About This Blog

My blog shares my recovery journey from childhood abuse to living with mental illness. I've been involved in twelve step groups and therapy since 1982. I accepted Jesus as my Savior in 1988. To the best of my ability, I have followed where He wants me to go and what He wants me to do. Maybe you'll find the hope and strength you need through what I write. Maybe you want to stop hurting yourself. Maybe you have a friend who needs help and can benefit from my story. I was newly disabled when I asked God this question: "What do you want me to do with my life?" I closed my eyes and paused for a few moments to still my mind. This is what I sensed from Him: "Amy, I want you to write your story to bring hope and healing to those who are still suffering." And that's exactly what I am doing!

Saturday, June 01, 2013

Asking

Dear Father,

I seem to be struggling with some depression today.  Is it the book?  I wouldn't be surprised.  Friends have warned me and my therapist confirmed it.  I kept busy.  My right hip was hurting pretty bad.  Thank you for the handicapped placard.  I needed it today.

I've been seeing a lot of Stephanie lately.  I think I'm healing more from that relationship.  It was good until it turned mean then I had to walk away.  Seeing her now brings up memories of abandonment.  If that was the ONLY symptom I had I'd still be diagnosed with Borderline Personality Disorder.  The fear I live with is really something.  One might say it's ginormous.
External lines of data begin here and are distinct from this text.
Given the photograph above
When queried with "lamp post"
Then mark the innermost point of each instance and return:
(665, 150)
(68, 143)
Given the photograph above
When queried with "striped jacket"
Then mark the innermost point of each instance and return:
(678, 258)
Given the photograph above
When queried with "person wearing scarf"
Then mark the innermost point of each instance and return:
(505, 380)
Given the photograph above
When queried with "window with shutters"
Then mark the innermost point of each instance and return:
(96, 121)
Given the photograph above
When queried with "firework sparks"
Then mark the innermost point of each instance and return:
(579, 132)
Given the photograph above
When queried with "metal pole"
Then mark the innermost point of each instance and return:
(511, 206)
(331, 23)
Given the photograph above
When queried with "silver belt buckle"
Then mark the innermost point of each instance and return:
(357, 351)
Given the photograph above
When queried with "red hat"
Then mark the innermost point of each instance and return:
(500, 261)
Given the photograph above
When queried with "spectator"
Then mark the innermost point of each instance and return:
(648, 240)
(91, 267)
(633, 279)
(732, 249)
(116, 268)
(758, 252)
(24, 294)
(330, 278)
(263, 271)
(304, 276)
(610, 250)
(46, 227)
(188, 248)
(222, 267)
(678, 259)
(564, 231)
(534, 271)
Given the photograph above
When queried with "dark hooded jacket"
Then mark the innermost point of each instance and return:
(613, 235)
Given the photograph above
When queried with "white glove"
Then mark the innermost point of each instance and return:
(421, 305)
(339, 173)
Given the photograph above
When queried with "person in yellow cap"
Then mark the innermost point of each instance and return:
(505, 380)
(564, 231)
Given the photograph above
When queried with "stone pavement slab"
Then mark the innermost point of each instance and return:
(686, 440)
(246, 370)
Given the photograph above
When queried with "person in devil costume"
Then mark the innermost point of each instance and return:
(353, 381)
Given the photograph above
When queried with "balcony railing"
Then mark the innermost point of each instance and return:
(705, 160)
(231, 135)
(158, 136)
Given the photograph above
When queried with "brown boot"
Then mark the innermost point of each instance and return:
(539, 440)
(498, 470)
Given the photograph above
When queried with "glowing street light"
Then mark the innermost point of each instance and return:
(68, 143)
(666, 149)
Bill is teaching this weekend.  I'm still debating whether or not to go to church or watch on the Internet.  I feel like I need to make some additions to the writing I've done so far.  Then I need to make two copies.  I want to keep writing.  Am I pushing myself too hard, too fast?  I need to listen for your guidance.

Tomorrow I'll spend time at the library.  It's a safe place to write and not be disturbed.  I need to work on my budget and pay some bills.  Please guide me so I don't freak out.